What’s relevant for journalists? The CoE intents to set-up a European-wide platform to “guide internet users who seek redress and remedies when their human rights have been restricted or violated” online. It also seeks – in rather vague terms – to “explore internet security issues related to mass surveillance and intrusion practices, in particular with regard to the human rights and fundamental freedoms of internet users”.
Obviously the standard-setting process of the internet raised a lot of questions. “What about a Magna Carta for the Internet: is this a beginning?” wondered the Dutch delegate Pien van den Eijnden. “Not sure this idea, which was proposed in the past, will be kept”, was the reply of the Executive Secretary of the Human Rights Directorate Patrick Penninckx. “But we need to promote values and we have to clear on the positions that we stand for,” said Pennickx. The Russian delegate showed a very straight forward view on this matter: “Three countries ratified the Budapest Convention on cybercrime and Russia will not even sign it, so why mention it in this draft and go ahead with this text at all? The best guarantee of rights and freedoms is the state.”

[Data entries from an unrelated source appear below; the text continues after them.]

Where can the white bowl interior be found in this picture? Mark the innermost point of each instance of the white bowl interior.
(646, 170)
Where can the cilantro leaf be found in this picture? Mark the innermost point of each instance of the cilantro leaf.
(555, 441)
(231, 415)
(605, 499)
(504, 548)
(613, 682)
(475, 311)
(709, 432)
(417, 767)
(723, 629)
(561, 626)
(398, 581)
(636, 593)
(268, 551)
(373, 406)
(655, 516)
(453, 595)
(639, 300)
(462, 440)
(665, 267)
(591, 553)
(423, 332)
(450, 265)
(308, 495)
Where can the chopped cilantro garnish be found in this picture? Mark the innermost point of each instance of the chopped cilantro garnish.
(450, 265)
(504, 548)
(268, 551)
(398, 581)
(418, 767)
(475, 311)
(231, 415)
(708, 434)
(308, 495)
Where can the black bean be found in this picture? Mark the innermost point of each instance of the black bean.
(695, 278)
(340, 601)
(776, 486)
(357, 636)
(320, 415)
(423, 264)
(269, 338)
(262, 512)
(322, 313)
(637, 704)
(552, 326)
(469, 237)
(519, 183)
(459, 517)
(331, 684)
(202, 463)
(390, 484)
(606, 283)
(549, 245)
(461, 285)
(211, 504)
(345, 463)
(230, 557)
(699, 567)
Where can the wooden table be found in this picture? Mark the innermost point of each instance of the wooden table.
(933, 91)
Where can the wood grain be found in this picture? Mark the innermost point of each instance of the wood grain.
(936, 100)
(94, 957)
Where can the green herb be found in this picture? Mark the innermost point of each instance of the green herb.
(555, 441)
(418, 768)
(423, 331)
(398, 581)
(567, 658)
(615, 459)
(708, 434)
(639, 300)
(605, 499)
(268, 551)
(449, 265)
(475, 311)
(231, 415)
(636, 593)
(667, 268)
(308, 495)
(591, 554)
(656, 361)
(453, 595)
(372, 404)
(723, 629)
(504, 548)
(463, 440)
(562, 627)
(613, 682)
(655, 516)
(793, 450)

A Secretary General’s report based on too many uncertainties
Although the report of the CoE Secretary general for 2014 included a broad section on freedom of expression showing the national situation in terms of journalists’ safety, freedom of expression on the internet, diversity, it is based on a very high level of “insufficient data”, which casts a shadow over its actual relevance. But its main weakness is the lack of strong stance against member states. Normally, an intergovernmental organisation such as the CoE does not disclose details about its own members, and the “peers’ review process” is still far from becoming a reality.
The tip of the iceberg: project-based activities
Maybe the most concrete and visible work of the CoE is made through the “cooperation projects” with some members states (Ukraine, Caucasus and South-East Europe). It was reported to the meeting that thanks to programmes financed by the EU and by the Government of Norway, over 150 activities were organized in 2014 to implement press freedom standards. Among them are legal expertise on broadcasting law in Ukraine, the creation of self-regulation network in South-East Europe and the implementation of a code of ethics in Albania. Outside of formal diplomatic talks, this is maybe the best news from the Council of Europe for journalists in those countries.